Dernier parti à le faire, le Parti québécois (PQ) présentera son cadre financier mardi, mais en l’absence de son chef, qui se consacrera à la préparation des deux débats à venir cette semaine.
DOSSIER | ÉLECTIONS QUÉBEC 2026
En mêlée de presse dimanche après-midi à Longueuil, Paul St-Pierre Plamondon a indiqué que c’est l’équipe économique du PQ qui présentera le cadre financier. Plus tôt dans la journée, le chef du Parti libéral du Québec, Charles Milliard, a dévoilé le plan de sa formation politique en matière de finances.
«Je ne vois pas de problème à ce qu’une équipe économique solide soit mise en valeur et réponde à toutes les questions», a affirmé M. St-Pierre Plamondon. Le chef du PQ ne sera d’ailleurs pas présent aux annonces de son parti jusqu’aux débats: elles seront plutôt présentées par ses candidats.

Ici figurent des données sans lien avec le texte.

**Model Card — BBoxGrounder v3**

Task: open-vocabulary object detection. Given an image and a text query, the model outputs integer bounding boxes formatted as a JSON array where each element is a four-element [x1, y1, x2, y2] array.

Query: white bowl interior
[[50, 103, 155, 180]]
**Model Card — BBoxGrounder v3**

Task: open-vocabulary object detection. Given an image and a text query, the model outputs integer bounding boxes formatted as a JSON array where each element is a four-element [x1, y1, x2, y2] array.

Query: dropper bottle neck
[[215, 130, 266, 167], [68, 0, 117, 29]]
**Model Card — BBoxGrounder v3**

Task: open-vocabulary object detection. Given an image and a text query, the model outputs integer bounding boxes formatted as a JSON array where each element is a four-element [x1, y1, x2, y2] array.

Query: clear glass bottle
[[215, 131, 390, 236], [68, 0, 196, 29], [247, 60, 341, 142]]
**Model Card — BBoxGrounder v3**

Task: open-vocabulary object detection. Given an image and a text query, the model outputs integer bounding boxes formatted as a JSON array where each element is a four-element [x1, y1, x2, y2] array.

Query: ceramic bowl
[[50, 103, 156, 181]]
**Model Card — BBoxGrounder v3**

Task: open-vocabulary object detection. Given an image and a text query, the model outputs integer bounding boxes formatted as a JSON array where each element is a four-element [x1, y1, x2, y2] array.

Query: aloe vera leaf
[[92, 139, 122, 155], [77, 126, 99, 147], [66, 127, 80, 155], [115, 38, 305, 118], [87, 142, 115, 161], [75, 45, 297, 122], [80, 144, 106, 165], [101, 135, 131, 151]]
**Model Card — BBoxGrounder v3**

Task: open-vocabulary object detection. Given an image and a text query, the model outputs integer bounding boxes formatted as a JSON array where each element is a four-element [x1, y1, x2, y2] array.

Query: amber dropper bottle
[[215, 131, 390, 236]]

Deux débats des chefs se succèdent cette semaine. Le Face-à-face de TVA prendra place mardi, suivi du débat des chefs de Noovo mercredi. Les chefs des différentes formations politiques s’affronteront une dernière fois le 23 septembre sur les ondes de Radio-Canada.
«Pourquoi donner du temps à cette préparation-là? Parce que les Québécoises et les Québécois vont donner du temps à ce débat-là et que les gens s’attendent à ce que sur chaque question, on ait une réponse qui soit claire, précise et satisfaisante sur le plan du contenu», a soutenu M. St-Pierre Plamondon.
Le chef du PQ a dit qu’il s’agissait d’une «bonne idée» de présenter le cadre financier avant les débats et que le document était prêt depuis «un certain temps». Il a indiqué que son parti s’est ajusté en voyant que les autres partis ont dévoilé leur cadre financier tôt dans la campagne.
«Ce qu’on avait prévu, c’était de le sortir lorsque la plupart des annonces importantes sont faites. Le problème du cadre financier, c’est qu’il dévoile un peu à l’avance, si on est transparent, on peut voir chaque annonce», a-t-il expliqué.
Questionné sur l’intérêt de la population pour la campagne électorale alors que quasiment la moitié de celle-ci s’est écoulée, le chef péquiste a dit qu’il y a eu «beaucoup, beaucoup de propositions en même temps».
«À un moment donné, il ne faut pas ensevelir la population sous l’information puis les propositions. Il y a cinq partis, on n’est plus à l’époque où il y en avait deux. Mais historiquement, puis je suis sûr que les gens vont être au rendez-vous, les gens prennent le temps pour les débats. D’où le fait qu’on prend le temps en préparation, c’est parce que c’est le moment que les gens accordent pour se faire une idée, puis voir les arguments et les contre-arguments de chacun», a fait valoir M. St-Pierre Plamondon. Il a toutefois affirmé être «optimiste» pour la campagne.
Des investissements pour les maisons d’hébergement
Plus tôt dimanche, des candidates du PQ ont annoncé qu’un gouvernement péquiste renforcerait le réseau des maisons d’hébergement pour femmes dans la province en construisant de nouvelles ressources et en investissant dans les infrastructures existantes.
Elsie Lefebvre, Catherine Gentilcore, Marie-Karlynn Laflamme et Maude Brossard-Sabourin ont présenté trois mesures au sujet des maisons d’hébergement de première et de deuxième étape lors d’un point de presse à Montréal.
Le PQ s’engage d’abord à construire six nouvelles maisons de première étape dans les régions où les besoins sont prioritaires, soit Montréal, l’Outaouais, Laval, Lanaudière, la Montérégie et la Capitale-Nationale. Selon le parti, cela permettrait d’ajouter entre 70 et 80 places pour des femmes victimes de violence.
Un gouvernement du PQ investirait aussi 35 millions $ sur 4 ans dans les ressources des maisons de première étape et rehausserait de 52 millions $ sur 4 ans le financement des maisons de deuxième étape, dans l’ensemble de la province.
«Les femmes qui sont victimes de maltraitance devraient toujours pouvoir recevoir les soins psychologiques et physiques dont elles ont besoin et pouvoir être hébergées dans des lieux où elles seront en sécurité. Une femme sur deux qui demande une place en maison d’hébergement est refusée par manque de place», a affirmé Mme Gentilcore, candidate dans la circonscription de Terrebonne, par voie de communiqué.